Minister of Foreign Affairs
- In office 1953–1953
- Monarch: Haile Selassie I
- Preceded by: Aklilu Habte-Wold
- Succeeded by: Yilma Deressa

= Ambaye Wolde Mariam =

Ethiopian politician and aristocrat (1900–1954)

Ambaye Wolde Mariam (15 October 1906 – 16 May 1954), also known as Dr. Ambaye, was an Ethiopian politician under Emperor Haile Selassie. He was the political and legal advisor to the Duke of Harar in 1935, Vice Minister of Justice in 1942, Vice Foreign Minister in 1946, Minister of Justice in 1947 and Minister in the Prime Minister's Office (without a portfolio) in 1952. He was Foreign Minister (acting) in 1953 until shortly before his death.

==Life==

Ambaye was born in Keren in 1906.

At an early age, he joined the Catholic seminary where his grandfather had taken shelter when he moved to Keren. Due to his outstanding academic achievement at the seminary, he was selected to attend the Pontifical Ethiopian College. He later studied law at the University of Paris, France.

In the late 1920s and early 1930s Crown Prince Haile Selassie toured Europe and made diplomatic contacts with European governments. While touring he also wisely expanded his network by meeting educated Eritreans and Ethiopians. During one of these trips, Crown Prince Haile Selassie had a prudent meeting at the Vatican with Ambaye, who was ready to be ordained as a Catholic priest. At a crucial moment in Ethiopia's history, the Crown Prince noticed Ambaye's potential and recruited him to help build a modern government. Realizing the opportunity to struggle for the liberation of Eritrea from Italian colonialism, Ambaye joined the Imperial Government of Ethiopia. The Emperor awarded him a scholarship for further higher education at the University of Paris Law School.
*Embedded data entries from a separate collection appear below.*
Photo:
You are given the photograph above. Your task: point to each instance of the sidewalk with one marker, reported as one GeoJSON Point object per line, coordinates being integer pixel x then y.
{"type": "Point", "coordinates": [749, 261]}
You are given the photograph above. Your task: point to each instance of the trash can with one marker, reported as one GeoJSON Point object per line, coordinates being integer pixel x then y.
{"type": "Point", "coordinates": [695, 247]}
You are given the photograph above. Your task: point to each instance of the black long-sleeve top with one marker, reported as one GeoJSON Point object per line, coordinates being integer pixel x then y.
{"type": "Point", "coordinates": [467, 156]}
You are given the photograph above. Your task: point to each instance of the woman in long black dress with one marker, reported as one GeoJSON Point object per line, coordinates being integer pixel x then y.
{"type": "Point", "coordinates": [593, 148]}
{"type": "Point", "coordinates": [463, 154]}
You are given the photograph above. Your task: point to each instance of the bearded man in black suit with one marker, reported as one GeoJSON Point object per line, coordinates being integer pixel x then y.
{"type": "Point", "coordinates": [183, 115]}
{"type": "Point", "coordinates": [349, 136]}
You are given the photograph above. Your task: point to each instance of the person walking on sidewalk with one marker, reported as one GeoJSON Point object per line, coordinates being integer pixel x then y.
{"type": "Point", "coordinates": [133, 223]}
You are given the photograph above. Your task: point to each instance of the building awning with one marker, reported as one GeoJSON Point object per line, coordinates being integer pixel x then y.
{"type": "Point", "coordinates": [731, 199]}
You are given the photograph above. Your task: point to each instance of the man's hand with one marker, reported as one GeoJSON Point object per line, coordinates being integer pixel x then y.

In 1935, during the Italian occupation, Dr. Ambaye joined the Emperor into exile, first to Djibouti and then to Cairo via Khartoum. On behalf of the exiled Ethiopian government, he participated in anti-fascist political activities. He represented the Emperor, acting as both a decision maker and political activist in the Middle East. His expertise spanned across contacts in Tokyo, Japan; in 1936, he served for one year as the emperor's unofficial diplomatic emissary to the Imperial Government of Japan.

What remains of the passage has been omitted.